Regardless of your product or service, you are in the people development business. Acquiring and keeping good people is one of your most important jobs. The more your team members grow and develop their talents and abilities, the more they will be able to accomplish. See your team members as they can become and encourage them to become what you see. People tend to become what the most important people in their lives think they will become; and, you are one of the most important people in the lives of your team members.

A great manager has the knack for making team members think they can become more than they are now. A great manager is one who brings out the best in his or her team members. Listed below are some ways you can help team members grow and bring out the best in them.

Encourage Personal Growth – Give them opportunities to try new things and acquire new skills. Growth is motivating. Stagnation is boring and will sap a person’s energy. Provide opportunities for learning. Give team members personal development books, tapes, and CDs. Conduct book studies. Send team members to seminars and other training opportunities

Be a Good Role Model – When you are a student of continuous learning and personal growth, it will be easier to encourage your team members to embrace personal development and growth.

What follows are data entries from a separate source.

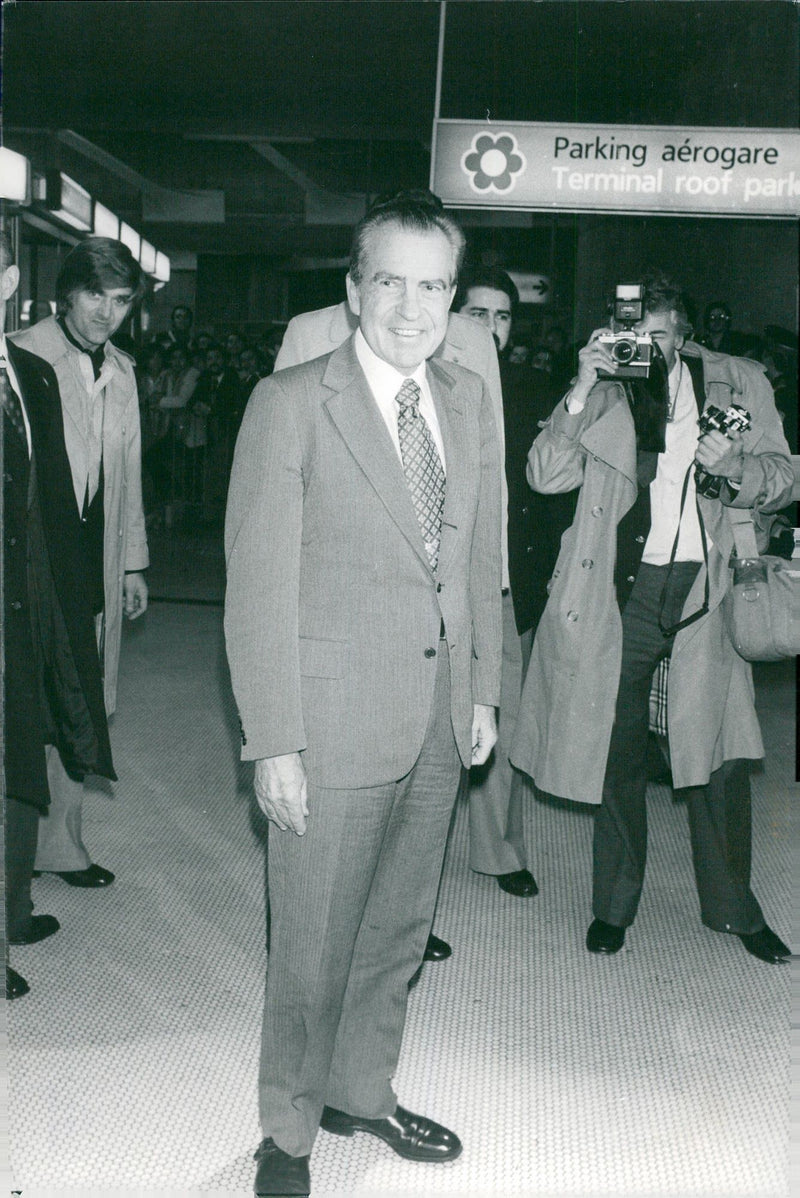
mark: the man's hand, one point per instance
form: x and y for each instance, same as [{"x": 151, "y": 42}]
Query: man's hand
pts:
[
  {"x": 484, "y": 733},
  {"x": 134, "y": 596},
  {"x": 593, "y": 358},
  {"x": 282, "y": 791},
  {"x": 721, "y": 455}
]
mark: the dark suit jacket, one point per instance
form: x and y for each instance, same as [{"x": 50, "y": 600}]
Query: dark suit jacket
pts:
[
  {"x": 53, "y": 675},
  {"x": 332, "y": 615}
]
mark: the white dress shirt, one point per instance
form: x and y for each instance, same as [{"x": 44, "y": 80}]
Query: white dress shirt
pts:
[
  {"x": 385, "y": 382},
  {"x": 680, "y": 442},
  {"x": 13, "y": 382}
]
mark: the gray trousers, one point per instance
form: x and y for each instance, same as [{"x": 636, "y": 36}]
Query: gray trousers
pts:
[
  {"x": 497, "y": 791},
  {"x": 719, "y": 814},
  {"x": 60, "y": 840},
  {"x": 351, "y": 906}
]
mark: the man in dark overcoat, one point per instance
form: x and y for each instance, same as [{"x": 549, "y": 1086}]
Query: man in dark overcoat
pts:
[{"x": 53, "y": 685}]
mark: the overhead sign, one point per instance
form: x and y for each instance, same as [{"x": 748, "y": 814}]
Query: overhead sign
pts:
[{"x": 614, "y": 168}]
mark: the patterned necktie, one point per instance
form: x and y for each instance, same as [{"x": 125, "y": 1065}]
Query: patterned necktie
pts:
[
  {"x": 10, "y": 401},
  {"x": 423, "y": 467}
]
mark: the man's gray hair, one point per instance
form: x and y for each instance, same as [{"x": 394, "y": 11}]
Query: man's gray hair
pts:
[{"x": 417, "y": 210}]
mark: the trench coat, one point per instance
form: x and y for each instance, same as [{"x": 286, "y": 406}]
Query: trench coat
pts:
[
  {"x": 125, "y": 542},
  {"x": 568, "y": 703}
]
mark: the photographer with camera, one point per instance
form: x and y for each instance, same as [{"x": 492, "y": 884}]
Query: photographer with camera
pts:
[{"x": 642, "y": 574}]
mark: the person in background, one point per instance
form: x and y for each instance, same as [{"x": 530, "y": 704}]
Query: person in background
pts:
[
  {"x": 249, "y": 373},
  {"x": 97, "y": 286},
  {"x": 535, "y": 522},
  {"x": 363, "y": 633},
  {"x": 234, "y": 346},
  {"x": 220, "y": 392},
  {"x": 180, "y": 330},
  {"x": 643, "y": 574},
  {"x": 52, "y": 676},
  {"x": 717, "y": 333}
]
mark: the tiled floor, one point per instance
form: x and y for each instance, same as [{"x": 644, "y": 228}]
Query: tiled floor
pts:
[{"x": 133, "y": 1062}]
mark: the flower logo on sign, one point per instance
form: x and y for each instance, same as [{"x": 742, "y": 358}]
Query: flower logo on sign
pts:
[{"x": 494, "y": 162}]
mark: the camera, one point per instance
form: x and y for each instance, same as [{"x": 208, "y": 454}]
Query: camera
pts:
[
  {"x": 732, "y": 419},
  {"x": 631, "y": 351}
]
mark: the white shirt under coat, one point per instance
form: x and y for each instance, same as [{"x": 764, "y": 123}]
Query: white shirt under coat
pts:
[
  {"x": 385, "y": 382},
  {"x": 680, "y": 446}
]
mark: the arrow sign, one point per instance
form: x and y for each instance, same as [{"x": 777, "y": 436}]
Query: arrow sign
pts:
[{"x": 532, "y": 288}]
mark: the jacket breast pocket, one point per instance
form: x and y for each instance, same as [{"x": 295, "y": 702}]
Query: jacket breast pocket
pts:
[{"x": 321, "y": 658}]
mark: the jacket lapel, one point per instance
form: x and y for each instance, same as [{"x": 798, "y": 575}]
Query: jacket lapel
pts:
[
  {"x": 611, "y": 437},
  {"x": 356, "y": 416}
]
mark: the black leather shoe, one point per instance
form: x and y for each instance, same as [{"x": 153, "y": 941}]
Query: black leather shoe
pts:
[
  {"x": 278, "y": 1173},
  {"x": 767, "y": 945},
  {"x": 41, "y": 926},
  {"x": 16, "y": 986},
  {"x": 436, "y": 949},
  {"x": 604, "y": 937},
  {"x": 92, "y": 877},
  {"x": 411, "y": 1136},
  {"x": 520, "y": 883}
]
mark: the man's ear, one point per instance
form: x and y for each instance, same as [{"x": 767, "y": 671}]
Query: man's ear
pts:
[
  {"x": 8, "y": 282},
  {"x": 352, "y": 296},
  {"x": 680, "y": 340}
]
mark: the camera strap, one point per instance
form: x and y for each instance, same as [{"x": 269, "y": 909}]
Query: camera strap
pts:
[{"x": 690, "y": 619}]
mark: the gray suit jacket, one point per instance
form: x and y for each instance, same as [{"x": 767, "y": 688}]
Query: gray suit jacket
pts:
[
  {"x": 332, "y": 609},
  {"x": 466, "y": 342}
]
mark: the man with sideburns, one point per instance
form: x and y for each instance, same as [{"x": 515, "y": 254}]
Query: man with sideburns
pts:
[{"x": 363, "y": 635}]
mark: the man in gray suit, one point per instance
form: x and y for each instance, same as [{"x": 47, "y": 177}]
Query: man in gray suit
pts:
[
  {"x": 363, "y": 631},
  {"x": 496, "y": 843}
]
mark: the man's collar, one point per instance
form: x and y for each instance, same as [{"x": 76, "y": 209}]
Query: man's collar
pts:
[{"x": 379, "y": 369}]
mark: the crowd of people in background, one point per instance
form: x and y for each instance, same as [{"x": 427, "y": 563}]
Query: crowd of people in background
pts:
[{"x": 194, "y": 387}]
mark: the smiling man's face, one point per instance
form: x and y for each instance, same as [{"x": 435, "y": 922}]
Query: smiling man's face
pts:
[{"x": 407, "y": 280}]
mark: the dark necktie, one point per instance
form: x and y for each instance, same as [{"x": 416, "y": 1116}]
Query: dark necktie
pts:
[
  {"x": 10, "y": 400},
  {"x": 422, "y": 466}
]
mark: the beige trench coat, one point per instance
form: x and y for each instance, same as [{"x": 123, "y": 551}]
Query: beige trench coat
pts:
[
  {"x": 568, "y": 703},
  {"x": 125, "y": 542}
]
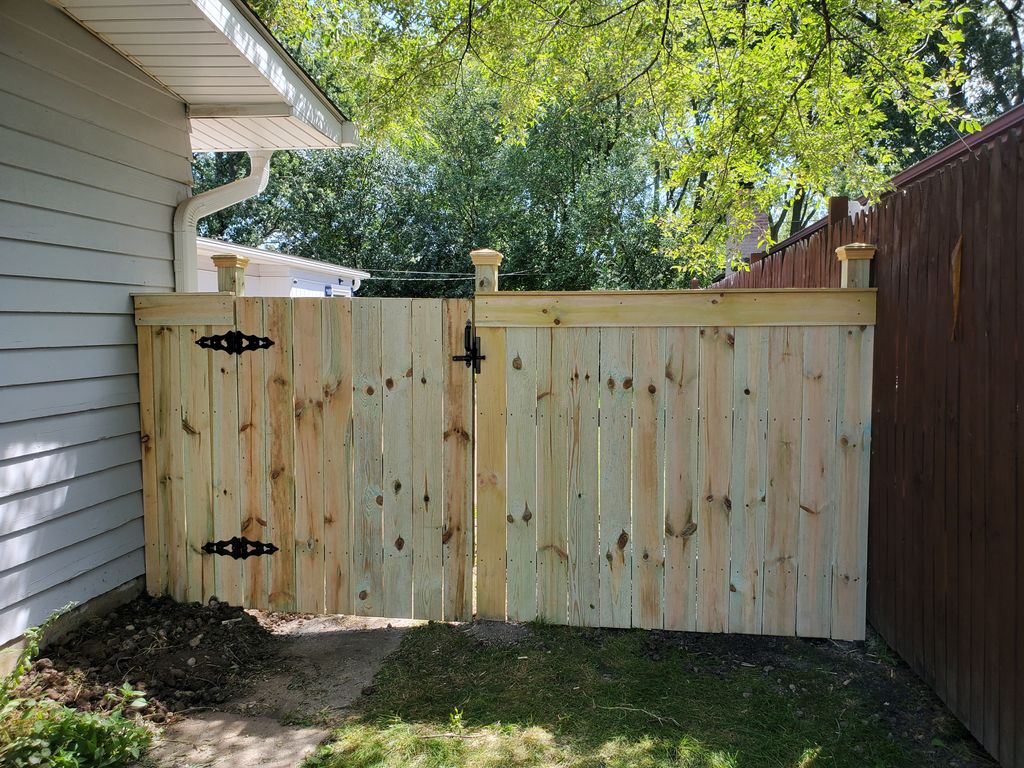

Encourage Personal Goal Setting – When team members accomplish personal goals, they have more confidence in themselves, their self-esteem expands, and they become more valuable employees. The personal goal doesn’t need to have anything to do with work. When someone quits smoking, loses weight, starts a workout program, improves their golf game, spends more quality time with loved ones, or any other goal that is important to them, they will feel better about themselves and that will show up in their work.

Help Team Members Identify Their Strengths their talents and abilities – and help them spend more time using these strengths, talents, and abilities. Developing strengths is more motivational, takes less effort, and gives a greater return on investment than trying to fix weaknesses. If team members have been toiling in areas where they are weak, and you reassign them to work in areas where they can use their strengths, you’ll see a dramatic increase in natural motivation.

Look For Opportunities to Build Up Team Members – Give them credit for their suggestions; seek their opinions; recognize or point out their progress or improvement.

Set Goals for Growth – Make a list of your team members and identify what each of them can do to grow to the next level. Discuss what you have written with each team member, get their buy-in that they would like to accomplish the goal, and help them develop a written plan of action to achieve the goal. If, when you make your list, you discover some personal development goals common among team members, consider some group training that will address the goal area.

Set Up a Personal Development Library – This can be a room, an area of a room, a book shelf, cabinet, or any other designated area that team members have access to. You can have a formal check-out system or use an honor system. The important thing is to make it as easy as possible for team members to have access to material that will help them grow, develop, and use more of their potential.

Resist Any Temptation to Use Abusive Tactics such as sarcasm, ridicule, name-calling, or public embarrassment.

People will remember how you made them feel – good and bad – long after they forget the words. Seeing team members as they can become will help you view them in a positive light, choose the right words and actions, and encourage personal and professional growth.